El argentino Manuel Abramovich pega diferentes momentos de soledad de Lalo, un sex-influencer que postea fotos y vídeos porno falseando una realidad feliz mientras su vida está marcada por el vacío. Los primeros planos del protagonista se suceden casi unos a otros –intentando mostrar una situación de ansiedad y desamparo emocional– mientras estos se mezclan con numerosas escenas de porno gay. Y es que Lalo consigue un trabajo como actor en la trucada industria audiovisual del sexo. A partir de ahí, la película se pierde en una oscuridad de erecciones, tanto sugeridas como explícitas, y en otros planos de soledad pura y dura del personaje. Hay estilo visual (el suyo), hay cierta estética, pero no hay objetivo.

Lalo se hace fotos desnudo. Luego practica sexo interpretando a Emiliano Zapata (pareciera que la porno sobre Zapata podría empezar un discurso cinematográfico que llevara a Abramovich por otros curiosos derroteros temáticos, pero luego no es así). Por tanto, al final, simplificando: Emiliano Zapata y su gran bigote follan en un sofá, follan en la cama, follan de pie, follan como sujeto activo, follan a un compañero con las manos sobre un caballo, follan con innumerables sombreros de charro, follan como sujeto pasivo, follan, follan, follan. Reiterativo y vulgar. Abramovich, pese a construir escenas que en algunos casos podrían ser visualmente interesantes, termina no sabiendo elegir hacia dónde va la cinta y con ello perdiendo al espectador.

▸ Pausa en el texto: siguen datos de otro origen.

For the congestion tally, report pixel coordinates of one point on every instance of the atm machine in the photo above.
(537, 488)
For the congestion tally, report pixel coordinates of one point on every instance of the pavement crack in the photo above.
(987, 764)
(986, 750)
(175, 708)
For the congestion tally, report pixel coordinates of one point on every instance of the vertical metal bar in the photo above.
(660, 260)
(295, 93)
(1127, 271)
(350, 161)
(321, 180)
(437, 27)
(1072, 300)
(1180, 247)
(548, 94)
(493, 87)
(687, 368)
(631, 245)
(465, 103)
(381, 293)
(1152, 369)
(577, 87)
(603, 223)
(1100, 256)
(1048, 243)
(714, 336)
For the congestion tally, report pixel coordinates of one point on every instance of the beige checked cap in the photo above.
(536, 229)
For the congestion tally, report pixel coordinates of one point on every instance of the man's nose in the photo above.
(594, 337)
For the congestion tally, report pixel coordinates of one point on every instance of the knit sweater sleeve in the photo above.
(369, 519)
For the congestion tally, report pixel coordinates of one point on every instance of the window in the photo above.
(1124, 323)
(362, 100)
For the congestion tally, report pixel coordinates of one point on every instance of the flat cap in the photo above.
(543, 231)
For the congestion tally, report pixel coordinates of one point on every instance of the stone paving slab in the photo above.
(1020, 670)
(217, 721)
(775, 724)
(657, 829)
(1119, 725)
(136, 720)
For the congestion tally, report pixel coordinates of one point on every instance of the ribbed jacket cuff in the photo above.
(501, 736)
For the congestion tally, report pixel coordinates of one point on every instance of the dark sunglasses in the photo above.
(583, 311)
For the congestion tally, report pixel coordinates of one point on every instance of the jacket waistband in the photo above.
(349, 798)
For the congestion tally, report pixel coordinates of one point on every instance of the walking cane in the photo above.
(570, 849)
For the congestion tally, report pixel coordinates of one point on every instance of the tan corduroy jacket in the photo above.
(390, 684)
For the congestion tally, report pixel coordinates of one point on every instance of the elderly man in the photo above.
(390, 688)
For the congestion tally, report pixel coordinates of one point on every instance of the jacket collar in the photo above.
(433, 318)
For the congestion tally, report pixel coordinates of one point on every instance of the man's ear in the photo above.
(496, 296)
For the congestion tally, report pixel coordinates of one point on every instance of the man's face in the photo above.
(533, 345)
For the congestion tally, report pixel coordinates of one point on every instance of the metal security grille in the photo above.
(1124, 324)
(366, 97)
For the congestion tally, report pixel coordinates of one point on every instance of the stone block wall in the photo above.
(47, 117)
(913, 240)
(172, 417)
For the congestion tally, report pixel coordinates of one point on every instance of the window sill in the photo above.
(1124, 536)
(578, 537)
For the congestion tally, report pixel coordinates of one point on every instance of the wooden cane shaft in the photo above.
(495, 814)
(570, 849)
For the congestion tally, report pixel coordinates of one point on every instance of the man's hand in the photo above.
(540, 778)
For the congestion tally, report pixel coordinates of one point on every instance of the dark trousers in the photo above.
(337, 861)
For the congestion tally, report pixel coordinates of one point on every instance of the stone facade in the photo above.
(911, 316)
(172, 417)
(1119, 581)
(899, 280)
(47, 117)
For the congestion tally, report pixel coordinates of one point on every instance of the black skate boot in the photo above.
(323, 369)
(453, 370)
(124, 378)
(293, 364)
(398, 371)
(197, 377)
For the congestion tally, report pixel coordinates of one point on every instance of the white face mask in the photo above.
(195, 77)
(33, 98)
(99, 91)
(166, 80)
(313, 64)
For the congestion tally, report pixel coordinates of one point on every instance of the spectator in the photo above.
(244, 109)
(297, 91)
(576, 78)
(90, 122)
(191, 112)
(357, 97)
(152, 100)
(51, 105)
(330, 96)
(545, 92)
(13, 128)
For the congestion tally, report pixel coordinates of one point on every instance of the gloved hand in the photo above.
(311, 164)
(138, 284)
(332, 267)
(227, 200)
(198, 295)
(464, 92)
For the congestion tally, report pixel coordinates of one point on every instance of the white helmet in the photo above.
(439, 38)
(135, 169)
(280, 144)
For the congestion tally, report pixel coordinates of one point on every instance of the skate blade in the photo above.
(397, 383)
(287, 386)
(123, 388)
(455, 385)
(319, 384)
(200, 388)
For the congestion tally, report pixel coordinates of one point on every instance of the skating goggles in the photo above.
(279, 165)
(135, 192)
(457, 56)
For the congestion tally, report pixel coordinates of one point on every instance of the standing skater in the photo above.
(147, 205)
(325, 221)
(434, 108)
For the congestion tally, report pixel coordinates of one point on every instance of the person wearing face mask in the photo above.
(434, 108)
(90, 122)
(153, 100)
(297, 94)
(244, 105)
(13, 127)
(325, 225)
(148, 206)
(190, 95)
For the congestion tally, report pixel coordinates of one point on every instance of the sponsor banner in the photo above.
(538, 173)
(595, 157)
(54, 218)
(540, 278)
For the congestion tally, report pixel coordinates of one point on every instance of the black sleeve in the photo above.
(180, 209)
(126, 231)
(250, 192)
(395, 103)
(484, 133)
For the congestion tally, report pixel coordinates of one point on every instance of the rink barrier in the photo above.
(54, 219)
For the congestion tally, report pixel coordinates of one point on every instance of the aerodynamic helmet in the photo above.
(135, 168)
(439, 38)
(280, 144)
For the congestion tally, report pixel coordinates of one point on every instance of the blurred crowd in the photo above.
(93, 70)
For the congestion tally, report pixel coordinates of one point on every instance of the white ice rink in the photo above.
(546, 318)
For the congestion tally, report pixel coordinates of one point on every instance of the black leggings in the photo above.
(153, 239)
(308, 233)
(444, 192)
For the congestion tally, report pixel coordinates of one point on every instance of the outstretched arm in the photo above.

Lalo vive anestesiado y esto se ve, pero se puede decir que sus ojos filmados por Abramovich al final no dicen nada de nada.

Raquel Loredo

El cineasta Manuel Abramovich plantea, con Pornomelancolía, un relato construido en torno al cuerpo de su actor principal, Lalo Santos, pero en realidad no se trata de una película consagrada a filmar los cuerpos. En su primera secuencia el intérprete aparece llorando en mitad de la calle, derrumbado y rodeado de la indiferencia del resto, pero la película tampoco busca explorar los motivos que conforman la infelicidad del personaje. Por su insistencia con colocar en la pantalla las capturas del dispositivo móvil del protagonista y por el trasfondo político de la película pornográfica que se anima a filmar se diría que, por encima de todo, Pornomelancolía busca denunciar la banalidad a la que ha empujado una tecnificación que lo ha vaciado todo de significado. La figura de Emiliano Zapata queda reducida al icono con el que concebir una película para adultos y la cuenta de Twitter del protagonista no deja de festejar la aparente felicidad de una vida plena que es de todo menos real. Pero por desgracia el film no termina por ahondar en ninguna de esas cuestiones que parece apuntar, quedándose a medio camino de explorar todas ellas: la obsesión por el teléfono móvil se reduce a una interesante secuencia en la que el personaje contesta una gran hilera de mensajes con el mismo emoticono, el apunte de Zapata queda convertido en anécdota y ni siquiera el propio acercamiento al mundo de la pornografía tiene un peso discursivo, la cámara empieza por filmar a otras cámaras, como si decidiera no mostrar el acto sexual, luego se dirige a los actores que presencian la escena, tratando de confrontar sus miradas con el gesto pornográfico, pero finalmente se lanza a mostrar los cuerpos sin filmar nunca la penetración, lo que finalmente sitúa todas las decisiones formales en torno a esta cuestión en tierra de nadie.

Quizás en esa ausencia de imágenes significativas (el fusilamiento final de Zapata, en plano general fijo, podría ser la única decisión reseñable) y el no ir más allá de lo que apunta es lo que sitúa la película en un terreno en el que todo queda apuntado pero también esquivo, falto de garra. En cierto modo, Pornomelancolía es una hermosa extensión de su personaje: nunca llega a encontrarse a sí misma. Lo que parecía una interesante oportunidad de ahondar en el culto al cuerpo, en la deshumanización de las comunicaciones, en el imperio de las redes como equívoca fuente de emociones personales, ha terminado en no abandonar su condición de gesto primigenio, de esbozo a un simple paso de encontrar su auténtica razón de ser.